THEATER REVIEW
Steep Theatre earns its buzz
90-minute, arresting drama from British playwright Laura Wade
By Chris Jones | TRIBUNE CRITIC
March 3, 2008
Because we all have to die some place, corpses inevitably intrude into everyday life. People encounter dead bodies in bushes, storage units, hotel rooms. But what of the people who make such discoveries? Do their jolting rubs against tangible mortality destroy them? Excite them? Change them for good?
Such disturbing questions are the core of Laura Wade's arresting 90-minute contemporary drama from Britain, "Breathing Corpses," currently in a provocative Chicago premiere at the tiny Steep Theatre. But the 30-year-old Wade, long a staple of the "most promising young playwrights" critics' lists in London, doesn't even leave it there.

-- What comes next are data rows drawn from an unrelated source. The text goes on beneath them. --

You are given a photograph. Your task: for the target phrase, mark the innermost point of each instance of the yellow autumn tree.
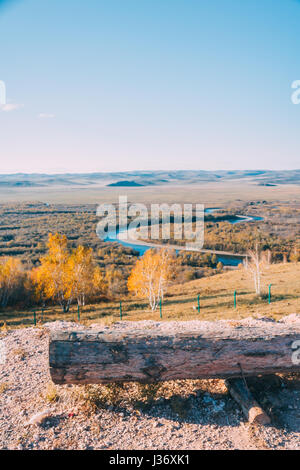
(152, 274)
(80, 274)
(53, 277)
(11, 278)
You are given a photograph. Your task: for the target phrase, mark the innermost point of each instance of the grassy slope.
(216, 300)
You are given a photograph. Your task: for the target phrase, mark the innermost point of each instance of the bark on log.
(242, 395)
(151, 351)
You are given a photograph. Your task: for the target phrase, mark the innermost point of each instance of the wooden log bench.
(158, 351)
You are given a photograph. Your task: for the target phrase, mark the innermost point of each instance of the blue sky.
(149, 84)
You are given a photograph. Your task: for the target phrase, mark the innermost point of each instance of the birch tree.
(151, 275)
(255, 264)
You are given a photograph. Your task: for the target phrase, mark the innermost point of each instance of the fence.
(77, 313)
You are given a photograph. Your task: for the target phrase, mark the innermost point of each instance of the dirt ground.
(35, 414)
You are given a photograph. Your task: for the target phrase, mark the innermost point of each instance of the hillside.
(216, 300)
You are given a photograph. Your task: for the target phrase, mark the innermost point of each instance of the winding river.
(227, 258)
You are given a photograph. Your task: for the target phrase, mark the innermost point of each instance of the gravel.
(35, 414)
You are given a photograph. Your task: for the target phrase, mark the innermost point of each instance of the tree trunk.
(152, 351)
(240, 392)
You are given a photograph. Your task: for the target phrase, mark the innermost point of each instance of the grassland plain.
(216, 301)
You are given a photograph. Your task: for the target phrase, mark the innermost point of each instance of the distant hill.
(125, 183)
(146, 178)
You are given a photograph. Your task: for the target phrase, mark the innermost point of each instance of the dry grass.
(3, 387)
(216, 301)
(51, 394)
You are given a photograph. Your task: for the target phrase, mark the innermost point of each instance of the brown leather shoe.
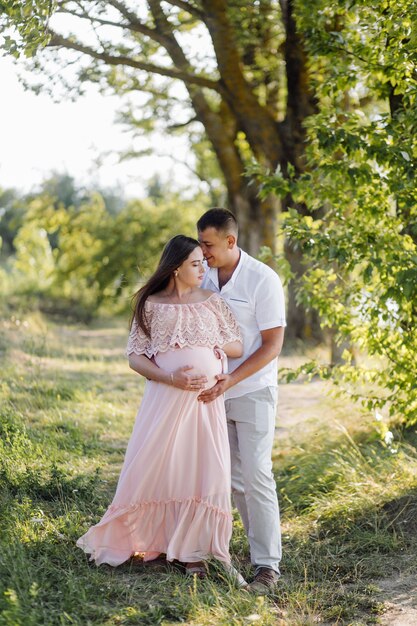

She has said she took her title from a line by Sophocles: "When a man has lost all happiness, he's not alive. Call him a breathing corpse." Thus in Wade's 2005 play -- which follows three sets of characters running into dead bodies -- the notion of what constitutes a corpse is most assuredly up for debate.

This is a juicy, tightly packed and exceedingly smart play, and the fast-growing, buzz-heavy Steep Theatre Company had packed its little Sheridan Road storefront to the gills Friday night. If you attend this theater on a Friday or Saturday night, you'll probably have to listen to actors compete with a cover band seeping through the walls from the bar next door. You therefore get an unofficial sound design: For part of Friday's show, it was Johnny Cash's "Ring of Fire," which had a certain unctuous resonance.
Weirdly, the bleed doesn't kill the experience. On the contrary, it adds to the gritty gestalt and gives the actors more to fight against.
Wade's play demands an intensely visceral production. Director Robin Witt and her cast deliver it intermittently. There are sags in the action, problematic casting, some unnecessary intrusion of fussy realistic details and an occasional deficit of sexual tension where the script wants us to be squirming in our seats.
But when this show is on the boil (as distinct from when it falls to an overly surly simmer), it's hot. The scene between actors Lucy Carapetyan and Jonathan Edwards, who play a couple immersed in heat and violence, sizzles deliciously on that dividing line between normal marital tensions and mutually assured destruction. As a chambermaid obsessed with death, the terrific Julia Siple skillfully navigates a repressed, nervous character who both horrifies us and yet seems as normal as the English provinces she -- and those dead and alive -- inhabit.